If it is truly “better” results i.e. an improvement over the current state then perhaps subjective inputs are best, perhaps more systematic inputs are best or perhaps some combinations of both. Something doesn’t need to be perfect to offer an improvement over the current state. Instead of looking for the holes in one or both approaches perhaps looking at the tradeoffs and gains simultaneously is a better approach? You also never truly know unless you test it out and even then your results are only valid in the context in which they were obtained.

One guarantee is that individuals are different and thus the individuals’ ability will be important no matter what approach is taken. Each person will be better or worse then others at any respective task.

This is in no way a conclusion to the question but in the scope of my personal experience I’ve seen and found personally that the more systematic approach tends to outperform the more subjective approach simply because the systematic approach can be externalized and it’s properties more rigorously tested. Perhaps there are experts who know more out there “intuitively” but any talented person will demonstrate some of what is usually called intuition simply because they have a deeper understanding of the subject or methodologies at hand.

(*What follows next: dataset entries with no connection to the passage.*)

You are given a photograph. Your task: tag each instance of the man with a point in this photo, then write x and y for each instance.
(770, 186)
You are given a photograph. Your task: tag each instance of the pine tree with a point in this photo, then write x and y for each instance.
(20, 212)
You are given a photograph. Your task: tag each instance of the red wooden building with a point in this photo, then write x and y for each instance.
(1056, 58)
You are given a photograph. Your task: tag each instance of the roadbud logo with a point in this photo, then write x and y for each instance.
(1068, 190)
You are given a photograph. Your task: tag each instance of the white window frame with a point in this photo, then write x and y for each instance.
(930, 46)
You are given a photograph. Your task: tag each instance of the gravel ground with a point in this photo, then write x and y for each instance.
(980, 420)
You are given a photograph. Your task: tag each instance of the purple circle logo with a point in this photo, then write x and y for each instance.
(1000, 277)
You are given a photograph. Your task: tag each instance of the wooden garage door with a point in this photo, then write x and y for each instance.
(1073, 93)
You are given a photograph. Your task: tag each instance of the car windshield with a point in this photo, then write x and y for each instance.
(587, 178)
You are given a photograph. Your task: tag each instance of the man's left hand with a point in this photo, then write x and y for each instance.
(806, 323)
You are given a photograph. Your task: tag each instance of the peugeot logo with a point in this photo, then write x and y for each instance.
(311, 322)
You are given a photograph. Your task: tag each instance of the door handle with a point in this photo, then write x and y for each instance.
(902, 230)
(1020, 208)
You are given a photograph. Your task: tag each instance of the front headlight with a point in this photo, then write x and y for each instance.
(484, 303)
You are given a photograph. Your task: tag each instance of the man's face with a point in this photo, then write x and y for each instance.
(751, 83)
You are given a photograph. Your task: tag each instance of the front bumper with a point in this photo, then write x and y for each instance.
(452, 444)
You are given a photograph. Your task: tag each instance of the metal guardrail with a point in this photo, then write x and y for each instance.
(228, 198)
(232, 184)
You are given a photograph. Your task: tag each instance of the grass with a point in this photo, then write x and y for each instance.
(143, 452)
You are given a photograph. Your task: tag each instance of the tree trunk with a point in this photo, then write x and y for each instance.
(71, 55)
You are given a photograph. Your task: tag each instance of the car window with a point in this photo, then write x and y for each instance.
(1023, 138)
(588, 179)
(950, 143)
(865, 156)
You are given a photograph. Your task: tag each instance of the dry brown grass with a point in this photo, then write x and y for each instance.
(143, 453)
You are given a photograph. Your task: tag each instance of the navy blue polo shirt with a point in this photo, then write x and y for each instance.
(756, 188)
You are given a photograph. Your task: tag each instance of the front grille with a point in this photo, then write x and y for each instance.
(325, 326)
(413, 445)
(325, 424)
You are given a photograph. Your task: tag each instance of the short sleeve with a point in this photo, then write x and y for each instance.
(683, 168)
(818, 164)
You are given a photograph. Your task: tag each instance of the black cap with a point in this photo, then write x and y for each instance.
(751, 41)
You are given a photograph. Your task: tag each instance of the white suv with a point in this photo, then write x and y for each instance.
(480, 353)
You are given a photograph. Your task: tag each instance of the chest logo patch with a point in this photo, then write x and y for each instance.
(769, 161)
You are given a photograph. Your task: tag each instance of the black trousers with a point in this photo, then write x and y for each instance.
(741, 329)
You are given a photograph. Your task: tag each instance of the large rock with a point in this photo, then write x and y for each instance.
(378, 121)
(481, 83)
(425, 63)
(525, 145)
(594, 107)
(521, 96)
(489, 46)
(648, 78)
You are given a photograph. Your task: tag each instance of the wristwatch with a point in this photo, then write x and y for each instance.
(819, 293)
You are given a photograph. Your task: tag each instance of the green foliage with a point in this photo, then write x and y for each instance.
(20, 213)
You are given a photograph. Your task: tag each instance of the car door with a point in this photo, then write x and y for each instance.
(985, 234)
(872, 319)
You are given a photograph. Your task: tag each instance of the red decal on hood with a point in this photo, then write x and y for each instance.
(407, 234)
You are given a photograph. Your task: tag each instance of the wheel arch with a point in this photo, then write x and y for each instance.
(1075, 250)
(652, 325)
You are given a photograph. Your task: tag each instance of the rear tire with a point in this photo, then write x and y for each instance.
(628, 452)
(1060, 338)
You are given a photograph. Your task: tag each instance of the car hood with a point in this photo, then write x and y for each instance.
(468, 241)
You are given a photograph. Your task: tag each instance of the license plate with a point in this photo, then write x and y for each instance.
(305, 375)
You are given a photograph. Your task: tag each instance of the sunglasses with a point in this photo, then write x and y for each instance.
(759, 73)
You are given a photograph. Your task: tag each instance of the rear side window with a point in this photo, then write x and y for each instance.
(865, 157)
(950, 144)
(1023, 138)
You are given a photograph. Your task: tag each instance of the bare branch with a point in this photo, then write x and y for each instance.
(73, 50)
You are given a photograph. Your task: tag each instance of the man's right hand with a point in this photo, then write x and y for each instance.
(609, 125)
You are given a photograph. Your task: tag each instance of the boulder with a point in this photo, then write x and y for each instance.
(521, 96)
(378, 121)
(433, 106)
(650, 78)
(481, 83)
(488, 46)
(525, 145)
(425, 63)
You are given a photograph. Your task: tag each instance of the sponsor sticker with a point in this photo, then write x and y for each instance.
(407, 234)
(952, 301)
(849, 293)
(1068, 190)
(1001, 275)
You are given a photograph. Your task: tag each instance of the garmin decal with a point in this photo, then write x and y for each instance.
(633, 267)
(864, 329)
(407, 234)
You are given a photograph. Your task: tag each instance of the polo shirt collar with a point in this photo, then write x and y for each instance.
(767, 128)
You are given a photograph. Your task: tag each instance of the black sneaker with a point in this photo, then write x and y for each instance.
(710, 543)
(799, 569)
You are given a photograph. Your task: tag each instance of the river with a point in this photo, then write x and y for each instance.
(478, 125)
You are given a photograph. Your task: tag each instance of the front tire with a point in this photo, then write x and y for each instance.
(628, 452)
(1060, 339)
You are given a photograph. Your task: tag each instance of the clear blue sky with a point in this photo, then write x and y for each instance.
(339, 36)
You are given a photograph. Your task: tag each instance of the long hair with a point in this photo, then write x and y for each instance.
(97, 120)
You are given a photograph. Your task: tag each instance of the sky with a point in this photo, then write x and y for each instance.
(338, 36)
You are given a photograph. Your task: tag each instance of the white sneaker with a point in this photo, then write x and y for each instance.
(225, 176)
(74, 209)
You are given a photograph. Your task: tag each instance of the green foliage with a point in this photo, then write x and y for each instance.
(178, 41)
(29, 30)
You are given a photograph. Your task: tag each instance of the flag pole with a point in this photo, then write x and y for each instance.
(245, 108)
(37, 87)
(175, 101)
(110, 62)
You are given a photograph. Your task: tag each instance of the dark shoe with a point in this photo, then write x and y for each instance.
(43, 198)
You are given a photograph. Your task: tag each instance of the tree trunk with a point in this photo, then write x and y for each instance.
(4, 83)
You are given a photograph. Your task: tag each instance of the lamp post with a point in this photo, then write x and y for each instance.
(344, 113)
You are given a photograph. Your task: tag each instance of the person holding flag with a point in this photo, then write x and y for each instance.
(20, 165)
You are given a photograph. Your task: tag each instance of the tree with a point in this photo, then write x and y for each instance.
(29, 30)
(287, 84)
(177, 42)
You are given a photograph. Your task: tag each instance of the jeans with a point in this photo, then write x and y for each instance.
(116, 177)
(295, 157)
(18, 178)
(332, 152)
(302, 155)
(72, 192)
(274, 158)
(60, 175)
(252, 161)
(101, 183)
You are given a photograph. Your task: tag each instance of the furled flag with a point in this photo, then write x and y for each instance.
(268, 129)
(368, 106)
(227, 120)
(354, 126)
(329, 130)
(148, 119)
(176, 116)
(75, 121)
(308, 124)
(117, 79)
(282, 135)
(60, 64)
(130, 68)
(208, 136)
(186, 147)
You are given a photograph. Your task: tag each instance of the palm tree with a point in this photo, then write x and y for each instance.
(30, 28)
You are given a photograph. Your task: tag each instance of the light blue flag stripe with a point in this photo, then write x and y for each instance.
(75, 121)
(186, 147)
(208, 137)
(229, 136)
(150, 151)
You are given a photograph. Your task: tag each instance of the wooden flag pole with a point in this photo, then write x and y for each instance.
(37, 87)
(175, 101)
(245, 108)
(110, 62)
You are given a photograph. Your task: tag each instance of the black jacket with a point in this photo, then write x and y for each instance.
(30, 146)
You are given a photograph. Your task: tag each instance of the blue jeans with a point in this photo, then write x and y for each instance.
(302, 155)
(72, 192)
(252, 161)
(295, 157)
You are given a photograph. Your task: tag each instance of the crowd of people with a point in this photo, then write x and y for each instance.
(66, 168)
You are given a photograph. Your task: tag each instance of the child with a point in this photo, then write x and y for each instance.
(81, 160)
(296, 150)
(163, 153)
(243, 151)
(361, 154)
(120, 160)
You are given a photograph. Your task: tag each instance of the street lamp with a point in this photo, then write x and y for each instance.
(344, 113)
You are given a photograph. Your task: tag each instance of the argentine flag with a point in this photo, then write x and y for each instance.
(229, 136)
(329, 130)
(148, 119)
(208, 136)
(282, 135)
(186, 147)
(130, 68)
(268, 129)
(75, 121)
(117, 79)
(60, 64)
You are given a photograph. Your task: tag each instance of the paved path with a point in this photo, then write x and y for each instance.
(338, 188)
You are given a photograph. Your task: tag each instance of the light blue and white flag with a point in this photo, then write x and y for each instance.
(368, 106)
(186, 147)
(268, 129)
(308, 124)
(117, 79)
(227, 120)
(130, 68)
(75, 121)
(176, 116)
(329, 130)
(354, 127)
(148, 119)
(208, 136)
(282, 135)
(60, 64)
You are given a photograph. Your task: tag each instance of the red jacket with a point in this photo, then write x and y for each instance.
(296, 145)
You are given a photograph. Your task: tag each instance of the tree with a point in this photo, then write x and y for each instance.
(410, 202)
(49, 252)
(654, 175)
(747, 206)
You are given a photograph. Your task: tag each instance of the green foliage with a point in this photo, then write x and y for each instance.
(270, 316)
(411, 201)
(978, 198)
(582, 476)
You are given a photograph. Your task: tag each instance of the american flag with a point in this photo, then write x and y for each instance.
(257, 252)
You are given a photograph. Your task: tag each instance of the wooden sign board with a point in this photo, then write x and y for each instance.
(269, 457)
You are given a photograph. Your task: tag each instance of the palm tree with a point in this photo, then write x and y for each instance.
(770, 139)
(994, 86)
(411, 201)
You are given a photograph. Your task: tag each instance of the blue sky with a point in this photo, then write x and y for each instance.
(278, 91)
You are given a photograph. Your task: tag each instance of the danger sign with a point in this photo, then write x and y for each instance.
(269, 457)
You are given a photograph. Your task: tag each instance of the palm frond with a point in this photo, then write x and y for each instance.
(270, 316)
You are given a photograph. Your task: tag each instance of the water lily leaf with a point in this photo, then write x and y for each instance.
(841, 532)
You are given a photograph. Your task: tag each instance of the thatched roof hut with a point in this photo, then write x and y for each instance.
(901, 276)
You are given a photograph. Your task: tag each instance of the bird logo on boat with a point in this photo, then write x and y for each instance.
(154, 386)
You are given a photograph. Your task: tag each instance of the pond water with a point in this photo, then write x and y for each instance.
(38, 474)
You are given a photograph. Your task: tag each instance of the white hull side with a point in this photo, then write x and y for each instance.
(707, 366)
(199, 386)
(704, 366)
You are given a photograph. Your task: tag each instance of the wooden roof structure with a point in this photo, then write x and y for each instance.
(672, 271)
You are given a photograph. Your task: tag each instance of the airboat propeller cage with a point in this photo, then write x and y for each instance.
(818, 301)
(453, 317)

The path taken and the results obtained are both important. Without both the results cannot be reliably reproduced or answer the problem at hand.

My 2-cents,

Jay

Anonymous said...

A big part of the problem is that many people expect science to provide right and proven answers. Yet any statistical analysis, when focused on individual cases, is sometimes going to be wrong. So if you look at it from the point of view of consumer, you say: Wait a minute, you're going to plow through all of this data of mine,including a great deal I didn't know you had, and then, if you don't focus on the right data and ask the right questions, you might get it wrong?! And I'm supposed to go along with this?...

I think the whole industry has some public educating to do.